Пришло лето и, как говорится: «Прочь, прочь!» Возможно, я должен был обратиться в Томск, к главе областного отдела народного образования; он мог бы отправить меня учителем все равно куда, лишь бы мне остаться учителем. Это была моя профессия, да, мое призвание. Только не снова в колхоз, только не обратно в Васюган, одно упоминание о котором наводило на меня ужас. Но мне дали знать, что Ш., глава областного отдела, «таким, как я» указывает на дверь. Безнадежно. Рядом с Дзержинкой находилась деревня Тимирязевка; там было профессиональное училище. Может быть, попытать счастья там? Нет, все бесполезно. Потерянный и отвергнутый, как бездомная собака, блуждал я по улицам. «Прочь, прочь!» — неслось со всех сторон. За что? Что я сделал, где ошибся?

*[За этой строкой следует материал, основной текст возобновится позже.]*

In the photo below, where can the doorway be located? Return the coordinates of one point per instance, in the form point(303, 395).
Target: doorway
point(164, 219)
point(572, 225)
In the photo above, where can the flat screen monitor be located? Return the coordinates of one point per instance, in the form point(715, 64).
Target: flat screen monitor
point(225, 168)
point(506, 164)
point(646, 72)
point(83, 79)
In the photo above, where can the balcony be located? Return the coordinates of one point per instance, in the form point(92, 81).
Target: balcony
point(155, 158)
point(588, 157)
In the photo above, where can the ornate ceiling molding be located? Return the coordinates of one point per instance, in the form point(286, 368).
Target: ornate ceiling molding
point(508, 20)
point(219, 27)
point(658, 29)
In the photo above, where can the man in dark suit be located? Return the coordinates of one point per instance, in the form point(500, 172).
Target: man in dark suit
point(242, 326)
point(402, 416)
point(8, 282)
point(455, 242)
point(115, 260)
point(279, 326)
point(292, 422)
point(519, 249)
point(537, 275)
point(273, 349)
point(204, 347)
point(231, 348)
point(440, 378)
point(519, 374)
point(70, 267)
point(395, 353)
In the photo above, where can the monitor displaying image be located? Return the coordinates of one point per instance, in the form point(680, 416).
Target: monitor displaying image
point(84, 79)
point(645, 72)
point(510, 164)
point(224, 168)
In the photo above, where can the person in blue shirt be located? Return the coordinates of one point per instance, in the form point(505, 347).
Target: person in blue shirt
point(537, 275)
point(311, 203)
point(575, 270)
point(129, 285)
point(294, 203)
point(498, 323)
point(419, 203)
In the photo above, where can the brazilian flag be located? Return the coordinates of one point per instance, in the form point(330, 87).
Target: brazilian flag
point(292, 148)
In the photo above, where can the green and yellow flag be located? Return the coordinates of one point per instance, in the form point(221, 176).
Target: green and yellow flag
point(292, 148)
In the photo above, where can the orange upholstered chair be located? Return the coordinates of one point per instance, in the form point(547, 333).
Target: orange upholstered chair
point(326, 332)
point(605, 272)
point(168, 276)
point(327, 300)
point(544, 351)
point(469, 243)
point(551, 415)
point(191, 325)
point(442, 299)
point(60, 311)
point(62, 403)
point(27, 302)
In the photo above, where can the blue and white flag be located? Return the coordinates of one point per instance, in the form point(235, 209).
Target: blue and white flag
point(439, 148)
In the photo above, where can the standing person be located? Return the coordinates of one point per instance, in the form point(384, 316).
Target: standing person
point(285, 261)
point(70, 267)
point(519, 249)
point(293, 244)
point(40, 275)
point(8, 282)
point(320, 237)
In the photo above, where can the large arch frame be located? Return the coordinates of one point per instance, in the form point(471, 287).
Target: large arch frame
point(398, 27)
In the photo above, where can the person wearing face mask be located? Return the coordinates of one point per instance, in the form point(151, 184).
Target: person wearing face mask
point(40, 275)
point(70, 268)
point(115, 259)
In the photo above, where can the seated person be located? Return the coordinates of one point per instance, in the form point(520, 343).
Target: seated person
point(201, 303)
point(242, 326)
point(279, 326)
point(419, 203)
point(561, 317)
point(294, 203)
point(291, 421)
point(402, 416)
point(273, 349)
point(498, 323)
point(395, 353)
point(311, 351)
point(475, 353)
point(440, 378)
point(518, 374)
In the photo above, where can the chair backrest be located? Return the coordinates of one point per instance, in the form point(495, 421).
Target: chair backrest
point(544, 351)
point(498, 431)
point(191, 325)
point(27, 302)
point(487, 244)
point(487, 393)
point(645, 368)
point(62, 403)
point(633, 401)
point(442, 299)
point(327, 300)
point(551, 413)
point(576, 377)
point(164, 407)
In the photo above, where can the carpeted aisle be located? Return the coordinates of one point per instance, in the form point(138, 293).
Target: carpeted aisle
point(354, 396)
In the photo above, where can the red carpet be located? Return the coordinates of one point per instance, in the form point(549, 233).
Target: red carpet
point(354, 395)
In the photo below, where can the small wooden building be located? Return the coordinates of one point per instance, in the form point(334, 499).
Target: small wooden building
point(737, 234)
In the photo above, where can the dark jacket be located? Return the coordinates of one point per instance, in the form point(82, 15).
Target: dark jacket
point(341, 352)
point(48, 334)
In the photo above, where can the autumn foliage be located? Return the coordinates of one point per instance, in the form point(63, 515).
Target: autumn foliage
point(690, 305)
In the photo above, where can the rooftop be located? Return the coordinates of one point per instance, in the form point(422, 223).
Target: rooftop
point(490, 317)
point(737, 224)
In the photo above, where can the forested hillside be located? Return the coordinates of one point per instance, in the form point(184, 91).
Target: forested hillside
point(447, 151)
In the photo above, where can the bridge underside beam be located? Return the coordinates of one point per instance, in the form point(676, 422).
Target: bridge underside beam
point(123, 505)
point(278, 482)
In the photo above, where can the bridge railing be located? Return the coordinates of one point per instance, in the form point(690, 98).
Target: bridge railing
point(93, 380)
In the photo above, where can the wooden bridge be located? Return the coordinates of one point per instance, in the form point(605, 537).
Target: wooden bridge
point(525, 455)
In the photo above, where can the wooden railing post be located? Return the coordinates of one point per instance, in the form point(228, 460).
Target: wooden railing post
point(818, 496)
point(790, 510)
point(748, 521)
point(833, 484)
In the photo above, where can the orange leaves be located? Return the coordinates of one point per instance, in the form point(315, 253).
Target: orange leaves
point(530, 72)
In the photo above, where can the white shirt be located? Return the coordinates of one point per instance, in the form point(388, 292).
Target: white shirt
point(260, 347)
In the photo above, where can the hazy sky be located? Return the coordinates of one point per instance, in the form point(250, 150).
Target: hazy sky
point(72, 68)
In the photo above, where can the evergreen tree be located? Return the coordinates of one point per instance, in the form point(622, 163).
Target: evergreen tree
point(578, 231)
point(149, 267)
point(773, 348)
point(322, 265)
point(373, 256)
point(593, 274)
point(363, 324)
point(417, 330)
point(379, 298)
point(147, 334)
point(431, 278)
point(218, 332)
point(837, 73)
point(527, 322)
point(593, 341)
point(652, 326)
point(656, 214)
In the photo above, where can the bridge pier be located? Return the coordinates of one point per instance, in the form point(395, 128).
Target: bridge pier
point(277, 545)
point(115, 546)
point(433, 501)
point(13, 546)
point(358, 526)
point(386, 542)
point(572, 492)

Мой мозг лихорадочно работал, ища спасения. Я напряг всю свою память, сосредоточился и сфокусировал все свое внимание как бы в один луч, который, словно пучок электронов, пробегал строку за строкой на экране, скрупулезно прощупывая все закоулки мозга в поисках информации, ячейку за ячейкой: ничего… никакой информации… нет… нет… СТОП! Вспыхнуло!.. Да, я вспомнил: тот молодой человек, который недавно был мобилизован с военной службы, тот самый, которому нравилось беседовать со мной. Да, вскользь он упоминал, что в Томске у него есть квартира, но поскольку со своей женой — а она секретарь областного исполнительного комитета, упомянул он при этом, — собирается разводиться, то временно живет здесь в Дзержинке, у своей матери.
Его жена — секретарь областного комитета! Это высокий пост, ей подчиняется даже начальник областного отдела народного образования! Если бы она замолвила за меня словечко. И ее муж наверняка не откажет мне в маленькой услуге попросить об этом свою жену. Но он был в отъезде! В отъезде, именно сейчас, когда меня постигла такая беда! Я решил отыскать его мать; я ее не знал, но она была обо мне наслышана.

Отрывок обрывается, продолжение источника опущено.